More specifically, moving forward, Chairman Reince Preibus needs to lead a conversation with Republicans at the national level asking three introspective queries. 1) Is the Republican Party conservative? 2) If yes, what does it mean to be conservative? And 3) What principles guide this conservatism? By identifying partisan principles, effective strategies could be developed to have avoided a shutdown that reaped zero benefit.

With furloughed employees finally returning to their desks last week, the government shutdown was finally over. Despite the laundry list of demands from Senate and House Republicans under the leadership of Speaker John Boehner and Sens. Mike Lee (R-Utah) and Ted Cruz (R-Texas), the GOP did not benefit from any concessions in the final shutdown offer, which ultimately opened the government and raised the debt ceiling. Slamming the Republicans, Obama complained, “The American people are completely fed up of Washington. Probably nothing has done more damage to American credibility in the world than the spectacle we have seen in the last couple of weeks.”

In the wake of the GOP’s “autopsy report” (the Growth and Opportunity Project) filed earlier this year, the shutdown narrative has certainly added obstacles to a Republican resurrection in the 2014 midterm elections. According to a recent NBC/Wall Street Journal poll, 53% of Americans blame the Republican Party for the recent shutdown (22 points higher than those who blame the president.) Although Republicans will likely retain the house until the end of the decade due to redistricting models, Senate, Gubernatorial, and national races will certainly be affected by the party’s recent behavior — races this November, like Virginia’s governor’s race, are already feeling the effects.
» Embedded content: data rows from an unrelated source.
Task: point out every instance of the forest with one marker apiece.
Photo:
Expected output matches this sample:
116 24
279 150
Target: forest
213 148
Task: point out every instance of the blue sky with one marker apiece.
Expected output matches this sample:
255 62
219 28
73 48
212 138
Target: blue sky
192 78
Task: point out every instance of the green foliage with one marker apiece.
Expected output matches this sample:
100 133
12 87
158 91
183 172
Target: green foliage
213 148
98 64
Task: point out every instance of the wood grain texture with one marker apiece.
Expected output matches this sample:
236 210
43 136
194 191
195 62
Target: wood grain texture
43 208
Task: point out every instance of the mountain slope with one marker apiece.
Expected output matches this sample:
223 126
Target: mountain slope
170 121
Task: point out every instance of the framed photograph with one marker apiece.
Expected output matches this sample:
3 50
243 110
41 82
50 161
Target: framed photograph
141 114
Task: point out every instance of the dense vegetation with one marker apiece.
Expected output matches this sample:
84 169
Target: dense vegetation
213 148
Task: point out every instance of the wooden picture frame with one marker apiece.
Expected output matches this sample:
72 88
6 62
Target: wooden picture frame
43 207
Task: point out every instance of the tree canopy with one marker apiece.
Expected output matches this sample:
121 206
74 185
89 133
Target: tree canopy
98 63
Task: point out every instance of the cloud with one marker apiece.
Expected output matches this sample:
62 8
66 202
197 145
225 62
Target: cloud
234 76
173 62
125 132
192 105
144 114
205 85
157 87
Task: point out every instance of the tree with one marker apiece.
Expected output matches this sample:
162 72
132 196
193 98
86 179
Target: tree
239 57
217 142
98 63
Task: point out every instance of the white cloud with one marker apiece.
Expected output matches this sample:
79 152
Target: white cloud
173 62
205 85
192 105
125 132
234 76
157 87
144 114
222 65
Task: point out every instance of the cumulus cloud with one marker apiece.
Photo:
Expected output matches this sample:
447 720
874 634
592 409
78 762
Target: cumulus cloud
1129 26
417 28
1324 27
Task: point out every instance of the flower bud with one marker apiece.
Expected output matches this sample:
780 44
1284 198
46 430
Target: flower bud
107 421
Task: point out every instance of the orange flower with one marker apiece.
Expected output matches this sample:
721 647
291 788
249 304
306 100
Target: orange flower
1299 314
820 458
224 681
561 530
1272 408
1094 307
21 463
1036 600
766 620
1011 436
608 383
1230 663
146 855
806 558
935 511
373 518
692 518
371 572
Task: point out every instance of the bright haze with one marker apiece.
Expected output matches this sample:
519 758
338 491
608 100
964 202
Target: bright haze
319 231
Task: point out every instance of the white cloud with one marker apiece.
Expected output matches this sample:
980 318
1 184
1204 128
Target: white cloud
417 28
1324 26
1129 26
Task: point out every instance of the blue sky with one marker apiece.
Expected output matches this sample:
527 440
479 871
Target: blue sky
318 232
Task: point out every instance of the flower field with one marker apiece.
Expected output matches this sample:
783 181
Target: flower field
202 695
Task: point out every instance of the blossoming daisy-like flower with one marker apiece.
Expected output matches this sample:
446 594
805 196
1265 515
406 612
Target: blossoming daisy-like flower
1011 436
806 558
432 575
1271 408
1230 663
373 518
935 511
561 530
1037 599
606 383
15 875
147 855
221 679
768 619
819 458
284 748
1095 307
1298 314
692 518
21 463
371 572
National Review founder William Buckley, Jr. once expressed, “We should support the most conservative candidate who is electable” (often labeled “the Buckley Rule”). This rule necessarily implies that there is an understanding as to what conservatism is. Recent GOP infighting has once again made this challenge sentient. Whether it is Senator Thad Cochran’s primary battle against Tea Party candidate Chris McDaniel or Sen. Mitch McConnell’s nomination against Matt Bevin, those in the GOP are trying to determine the party’s conservatism at the ballot box. 

However, this will only continue to fracture an already factionalized national party. Instead, the national party must determine its principles and its philosophical frameworks more articulately, because when they do, the party’s strategies (whether electoral, parliamentary, or other) will have criteria from which to compare and challenge specific issues. Without providing a framework, the GOP will continue to be divided. 

Following John McCain’s inevitable electoral collapse against then-Senator Barack Obama, the GOP recognized its defeat at the national level. Four years later, President Obama once again took a landslide victory from the Republicans against an imprecise, mediocre Mitt Romney. Unfortunately for the party, gone are the days of Barry Goldwater’s “extremism in the defense of liberty” and George W. Bush’s “compassionate conservatism.” If the party ever wants to win again, it needs to trade in its pale pastels and identify itself with what Reagan labeled a banner of “bold colors.”

With a nation of 41% self-identified conservatives (contra, 19% self-identified liberals), it seems logical that a conservative argument would do well at the polls.